Sadly, this basket is all we have.
Within seconds of starting the boxing game, I already have my first goofy face. Little known fact, I get buckteeth when I punch.
Things are looking dire for my boxing career.
But somehow, I win! That’s pure, genuine ebullience.
Just in case you didn’t believe me.
Going boxing again. I don’t think I’ve been this concentrated since the SATs.
It’s around this time that a sheen of sweat begins to appear on my forehead. This is highly frustrating since I had just showered from the gym. And, let’s face it, no one wants to admit that they worked up a sweat playing a videogame.
Oh yeah, that was clearly a punch to the gut.
I like how I react as if I’m actually getting beaten up.
You probably can’t see it, but my opponent is down for the count. BECAUSE HE’S A PUSSY!!!! I WANT BLOOD, BITCHES!!!
Victory is mine!
Now I’ve moved onto tennis.
Apparently, playing tennis makes me look like a blustery old British person named Basil who’s just about to say, “I BEG YOUR PARDON!”
I like this photo, only because it looks like I’m holding up a martini glass. Just some old torchiere lamp hilarity!
The best part about the Wii is that it actually makes me look mildly athletic.
Of course, it also makes me look mildly idiotic too.
By the way, I totally kicked ass with the tennis.
Bowling seemed like it might hold a world of non-sweaty possibilities.
That’s the look of defeat as I realize I’m just as terrible of a bowler on the Wii as I am in real life.
Oh, that’s supposed to be me. Or Mii, as it were.
For the first time in possibly ten years, it looks like I might get a strike!
A strike indeed! Success! Empty, sweaty success!!!
I then attempt some golf…
…But after three double bogeys in a row…
…I realize I suck.
Here’s J-Unit laughing at me.
But then the inevitable happens. The controller goes flying out of my hand…
…and impales J-Unit.
Miraculously, he recovers. What better time to build a card castle!

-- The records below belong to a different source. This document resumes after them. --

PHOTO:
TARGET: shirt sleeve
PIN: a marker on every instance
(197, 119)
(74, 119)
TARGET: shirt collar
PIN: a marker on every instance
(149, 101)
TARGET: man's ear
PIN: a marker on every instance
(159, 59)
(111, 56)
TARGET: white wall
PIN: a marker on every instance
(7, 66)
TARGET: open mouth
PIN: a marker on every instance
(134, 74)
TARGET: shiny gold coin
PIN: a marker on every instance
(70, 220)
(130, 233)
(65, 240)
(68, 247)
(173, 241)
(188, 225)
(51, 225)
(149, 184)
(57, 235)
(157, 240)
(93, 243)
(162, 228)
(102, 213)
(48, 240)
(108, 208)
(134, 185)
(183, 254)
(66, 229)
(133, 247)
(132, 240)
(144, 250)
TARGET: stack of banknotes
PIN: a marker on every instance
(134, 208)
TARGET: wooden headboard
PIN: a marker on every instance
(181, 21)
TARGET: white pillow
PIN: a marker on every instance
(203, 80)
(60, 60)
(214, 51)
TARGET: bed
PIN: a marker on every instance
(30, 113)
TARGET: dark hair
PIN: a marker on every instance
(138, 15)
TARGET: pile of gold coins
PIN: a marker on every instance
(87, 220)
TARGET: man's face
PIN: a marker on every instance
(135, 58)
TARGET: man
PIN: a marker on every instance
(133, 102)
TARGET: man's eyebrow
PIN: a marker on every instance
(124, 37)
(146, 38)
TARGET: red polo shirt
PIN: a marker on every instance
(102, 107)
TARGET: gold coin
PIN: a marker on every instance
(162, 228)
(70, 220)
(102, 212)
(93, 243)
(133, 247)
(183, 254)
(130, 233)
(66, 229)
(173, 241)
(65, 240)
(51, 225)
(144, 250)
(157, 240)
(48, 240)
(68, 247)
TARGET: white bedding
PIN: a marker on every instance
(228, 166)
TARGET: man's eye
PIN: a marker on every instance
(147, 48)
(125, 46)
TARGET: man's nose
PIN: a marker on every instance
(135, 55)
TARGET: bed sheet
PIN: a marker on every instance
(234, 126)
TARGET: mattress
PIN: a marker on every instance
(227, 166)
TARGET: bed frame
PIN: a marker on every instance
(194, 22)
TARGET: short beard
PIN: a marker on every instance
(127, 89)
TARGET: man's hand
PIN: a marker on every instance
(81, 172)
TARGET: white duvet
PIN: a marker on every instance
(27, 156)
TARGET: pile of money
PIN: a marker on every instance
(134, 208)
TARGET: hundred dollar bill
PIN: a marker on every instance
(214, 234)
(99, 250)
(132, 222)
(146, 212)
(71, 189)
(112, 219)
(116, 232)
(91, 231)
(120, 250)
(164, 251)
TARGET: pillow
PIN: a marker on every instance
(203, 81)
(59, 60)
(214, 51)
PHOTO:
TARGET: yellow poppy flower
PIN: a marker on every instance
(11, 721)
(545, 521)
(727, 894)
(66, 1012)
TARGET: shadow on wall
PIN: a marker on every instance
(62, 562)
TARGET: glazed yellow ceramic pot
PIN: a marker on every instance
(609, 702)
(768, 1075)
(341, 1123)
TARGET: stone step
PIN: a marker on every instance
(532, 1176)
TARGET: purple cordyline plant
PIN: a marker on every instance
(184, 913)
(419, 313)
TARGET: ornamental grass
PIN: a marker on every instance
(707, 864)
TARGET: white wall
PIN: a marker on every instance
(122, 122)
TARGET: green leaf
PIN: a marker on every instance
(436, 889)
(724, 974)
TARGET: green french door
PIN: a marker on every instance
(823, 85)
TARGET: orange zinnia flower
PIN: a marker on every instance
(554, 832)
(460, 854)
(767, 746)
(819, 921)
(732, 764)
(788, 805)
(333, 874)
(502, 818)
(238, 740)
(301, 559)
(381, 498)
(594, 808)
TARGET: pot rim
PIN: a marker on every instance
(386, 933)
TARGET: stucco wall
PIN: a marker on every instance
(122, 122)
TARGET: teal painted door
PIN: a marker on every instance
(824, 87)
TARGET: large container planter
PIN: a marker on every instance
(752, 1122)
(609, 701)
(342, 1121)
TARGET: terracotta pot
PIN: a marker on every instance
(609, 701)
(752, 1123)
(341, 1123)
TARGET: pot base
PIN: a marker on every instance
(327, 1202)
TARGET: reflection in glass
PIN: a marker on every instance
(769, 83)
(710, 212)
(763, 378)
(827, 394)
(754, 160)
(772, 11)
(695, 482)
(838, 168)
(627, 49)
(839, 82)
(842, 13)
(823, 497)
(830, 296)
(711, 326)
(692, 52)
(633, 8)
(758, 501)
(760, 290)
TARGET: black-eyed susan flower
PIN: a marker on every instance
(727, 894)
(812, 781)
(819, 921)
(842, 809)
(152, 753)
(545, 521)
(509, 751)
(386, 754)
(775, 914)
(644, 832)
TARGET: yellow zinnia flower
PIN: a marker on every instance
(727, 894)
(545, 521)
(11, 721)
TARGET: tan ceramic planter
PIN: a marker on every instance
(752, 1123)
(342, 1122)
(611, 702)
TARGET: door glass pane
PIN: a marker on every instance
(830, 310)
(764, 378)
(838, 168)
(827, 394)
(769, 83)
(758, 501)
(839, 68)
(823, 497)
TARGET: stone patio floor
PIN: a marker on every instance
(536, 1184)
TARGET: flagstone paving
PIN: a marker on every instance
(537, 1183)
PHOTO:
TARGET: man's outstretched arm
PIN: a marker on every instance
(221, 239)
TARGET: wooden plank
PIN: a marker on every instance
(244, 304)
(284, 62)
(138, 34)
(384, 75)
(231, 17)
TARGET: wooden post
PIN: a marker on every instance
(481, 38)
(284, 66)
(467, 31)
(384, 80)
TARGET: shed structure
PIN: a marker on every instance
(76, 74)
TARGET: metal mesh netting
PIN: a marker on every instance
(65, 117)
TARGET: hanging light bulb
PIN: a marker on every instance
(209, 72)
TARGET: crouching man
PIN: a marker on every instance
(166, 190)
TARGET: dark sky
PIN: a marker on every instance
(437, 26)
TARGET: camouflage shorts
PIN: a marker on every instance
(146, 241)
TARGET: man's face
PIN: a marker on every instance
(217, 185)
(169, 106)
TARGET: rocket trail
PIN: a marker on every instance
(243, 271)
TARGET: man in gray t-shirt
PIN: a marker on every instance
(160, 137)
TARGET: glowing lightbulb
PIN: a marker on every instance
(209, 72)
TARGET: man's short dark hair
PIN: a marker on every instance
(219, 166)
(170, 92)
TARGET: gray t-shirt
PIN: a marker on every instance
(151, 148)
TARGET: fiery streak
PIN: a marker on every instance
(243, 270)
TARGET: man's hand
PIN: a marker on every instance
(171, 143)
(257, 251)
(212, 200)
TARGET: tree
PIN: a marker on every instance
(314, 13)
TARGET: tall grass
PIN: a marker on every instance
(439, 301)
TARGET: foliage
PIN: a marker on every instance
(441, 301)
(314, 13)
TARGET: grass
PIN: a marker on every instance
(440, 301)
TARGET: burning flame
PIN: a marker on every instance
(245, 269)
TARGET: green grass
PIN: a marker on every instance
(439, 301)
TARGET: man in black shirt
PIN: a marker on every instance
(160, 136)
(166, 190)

Oops. There goes that controller again!
J-Unit then decides to show us his favorite piece of junk mail.
But wouldn’t you know it? That damn controller takes out the lovely woman in the center! Just another casualty of the Wii.
So that’s our evening with the Wii. In closing, this is what you all must remember: the Wii is great, DirecTV sucks at delivering their HD DVRs, and J-Unit loves card castles.